Resulullah'ın hadislerini mi arıyorsunuz ?
Türkiye'nin En Geniş Kapsamlı Hadis Sitesi
HZ.MUHAMMED (Sallallahu Aleyhi ve Sellem)
"أَللّٰهُمَّ صَلِّ عَلٰى مُحَمَّدٍ وَعَلٰى اٰلِ مُحَمَّدٍ"

Latest Post

بِسْمِ اللَّهِ الرَّحْمٰنِ الرَّحِيمِ
Rahmân ve Rahîm olan Allah’ın adıyla

 16- Sünnetlere Yapışıp Bidatlerden Uzak Durmalı

2891- Irbad b. Sariye (radıyallahü anh)’den rivâyete göre, şöyle demiştir: Rasûlüllah (sallallahü aleyhi ve sellem) bir gün sabah namazından sonra son derece tesirli bir va’z verdi de bu va’zın tesirinden gözler yaşardı kalpler ürperdi Ashabtan bir kişi: Bu öğütler vedalaşan bir kimsenin öğütleri gibidir o halde bize neyi tavsiye ederseniz Ey Allah’ın Rasûlü! Dedi. Rasûlüllah (sallallahü aleyhi ve sellem)’de şöyle buyurdu: “Allah’a karşı her zaman ve her zeminde sorumluluk bilinci içerisinde olmayı Allah’tan gelen her şeyi dinleyip itâat etmeyi idareciniz durumunda olan kimse Habeşli bir köle bile olsa onu bile dinleyip itâat ediniz. İçinizde yaşayacak olanlar benden sonra pek çok ayrılık ve anlaşmazlıklara şâhid olacaklardır. Dinde yeri olmayan fakat dindenmiş gibi gösterilmeye çalışan şeyleren sakınıp uzak durunuz çünkü onlar sapıklıktır. Sizden kim bu dönemlere ulaşırsa benim sünnetime ve doğru yolda olan Hülefai Raşîdinin sünnetine sıkıca sarılsın. Bu yolda sabredip dişinizi sıkınız.” (İbn Mâce, Mukaddime: 7)

Tirmizî: Bu hadis hasen sahihtir.

2892- Sevr b. Yezîd, Hâlid b. Ma’dan’dan, Abdurrahman b. Amr b. es Sülemî’den Irbad b. Sariye’den bu hadisin bir benzerini rivâyet etmiştir. Hasan b. Ali el Hallâl ve pek çok kişi şöyle derler: Ebû Âsım, Sevr b. Yezîd’den, Hâlid b. Ma’dan’dan, Abdurrahman b. Amr es Sülemî’den, Irbad b. Sariye’den bu hadisin bir benzerini bize aktarmışlardır.

Irbad b. Sariye’nin künyesi Ebû Necîh’tir.

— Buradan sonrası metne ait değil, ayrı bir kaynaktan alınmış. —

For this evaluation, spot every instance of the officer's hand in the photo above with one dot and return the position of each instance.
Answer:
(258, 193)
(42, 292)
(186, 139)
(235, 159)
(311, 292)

Bu hadis Hucr b. Hucur’dan ve Irbad b. Sariye’den de benzeri şekilde rivâyet edilmiştir.

2893- Amr b. Avf el Müzenî (radıyallahü anh)’in babasından ve dedesinden rivâyete göre, Rasûlüllah (sallallahü aleyhi ve sellem), Bilâl b. Hârise: “Bil bakalım” buyurdu. Bunun üzerine Bilâl: “Neyi bileyim? Ey Allah’ın Rasûlü!” dedi, Rasûlüllah (sallallahü aleyhi ve sellem) şöyle buyurdu: Benden sonra sünnetimden kaldırılan bir sünneti kim ihya edip ortaya çıkarırsa ona o sünnetle amel edenler kadar sevap vardır. Amel edenlerin sevapları da hiç eksiltilmez ve her kim de, Allah ve Rasûlünün razı olmadığı sonradan çıkan bidat denilen bir sapıklığı ortaya çıkarırsa o kimseye o bidatle amel edenlerin günahları da birlikte yazılır ve onların günahlarından da hiçbir şey eksiltilmez.” (İbn Mâce, Mukaddime: 7)

Tirmizî: Bu hadis hasendir.

Muhammed b. Uyeyne, Şamlı ve Mıssîsî’dir. Kesir b. Abdullah ise İbn Amr b. Avf el Müzenî‘dir.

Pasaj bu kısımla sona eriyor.